En circunstancias no tan gratas, tenemos los quejidos de quien sufre, de quien demanda alivio para su dolor, por enfermedad o por circunstancias adversas. Ayudar a tales personas se ve infinitamente favorecido por su disposición y confianza en ser ayudados. El paciente enfermo pasa por un momento de regresión en el que tiene que ser atendido, como cuando se es niño y es necesario tener lograda la confianza a la que nos hemos referido.
Los médicos sabemos que un paciente bien dispuesto cura más rápido que alguien que desconfía. Es conocido que un médico con disposición empática hacia sus pacientes logra muchos más éxitos que aquellos que sólo tratan la enfermedad.
Por último, están esas personas que viven quejándose, que siempre encuentran un motivo para reclamar por cualquier cosa: por lo que faltó, por lo que no se dio o lo que se dio en exceso.

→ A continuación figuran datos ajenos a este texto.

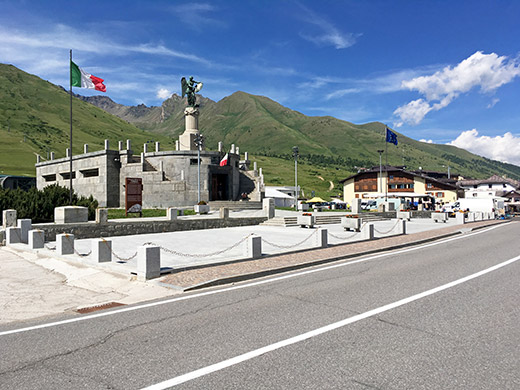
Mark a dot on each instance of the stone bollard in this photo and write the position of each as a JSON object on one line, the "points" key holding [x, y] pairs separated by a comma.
{"points": [[8, 218], [367, 231], [224, 213], [101, 215], [171, 214], [322, 238], [402, 226], [253, 247], [25, 225], [13, 235], [101, 250], [36, 239], [65, 244], [268, 206], [148, 262]]}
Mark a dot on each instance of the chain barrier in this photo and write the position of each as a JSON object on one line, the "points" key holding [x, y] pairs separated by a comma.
{"points": [[388, 231], [289, 246], [199, 255], [349, 236]]}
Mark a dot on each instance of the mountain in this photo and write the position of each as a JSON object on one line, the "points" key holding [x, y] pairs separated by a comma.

Es posible que todos conozcamos a alguien así. Pueden llegar a ser insoportables. Si caemos en la trampa, terminaremos peleando o jugando al juego imposible de ayudarlos. Imposible, porque les aterra recibir. Declinar su posición los torna tremendamente vulnerables y expuestos al dolor del que viven defendiéndose. No pueden superar el temor de confiar, el temor de depender, el temor de amar. Son esos bebés a los que nos referimos al principio, que se han desarrollado guiándose por el refrán “si no puedes con él, únete a él”, como una premisa de sometimiento, de lo que en psicoanálisis llamamos “identificación con el agresor”. Así, el quejido no llama al amor, llama a reproducir la pelea, a la agresión, a hacerle al otro lo que sentimos que se hizo con nosotros; lo que, en medio de todo, es una manera de relacionarse. Tener con quien pelear ya es algo, peor es el desamparo total de la ausencia intolerable.
En esta condición, por supuesto, encontramos todas las variables imaginables y uno necesita conocer el grado de tolerancia de la que es capaz para ayudarlos a salir (si esto es posible) de ese oscuro y torturante pozo. Uno de los pasos más importantes es mantener una clara discriminación: el deseo de pelear es de él, es su odio, aunque, cada tanto también lo odiemos. Es necesario que sepa que no nos logra destruir (ni que tampoco lo vamos a destruir).
Para un terapeuta es una de las pruebas más difíciles y no siempre la podremos resolver solos. Este tipo de pacientes suele requerir todo un equipo de sostén: supervisores, colegas, su propio análisis, etc.
En la dinámica familiar de estos pacientes, lo más frecuente es que los familiares se unan para enfrentarlo condenándolo, censurándolo, reaccionando hostilmente, realimentando, así, “los motivos” para continuar con su posición.
Para terminar, creo necesario aclarar que estos “quejidos” requieren una respuesta muy particular. No se trata tanto de satisfacer la demanda formal como de contribuir a organizar los límites e ir construyendo la confianza necesaria para poder enfrentar el difícil reto de las frustraciones. Necesitamos recordar que son personas que han perennizado un sistema de defensa que les impide disfrutar de la vida.
La puesta de límites requerirá de mucha energía, de mucha consistencia, pero con afecto, sin ánimo de dañar o de vengarse.
Muchos padres no entienden cómo, “si le dan todo a sus hijos”, éstos pueden quejarse reclamando “más”, mostrando “ingratitud”. Ese “algo más” suele ser el vacío de comunicación o comprensión y, en medio de ello, la imposibilidad de contar con una verdadera autoridad que les ayude a configurar sus límites. Ahora me tengo que poner yo mismo los límites, antes de que se me quejen. ¡Hasta la próxima!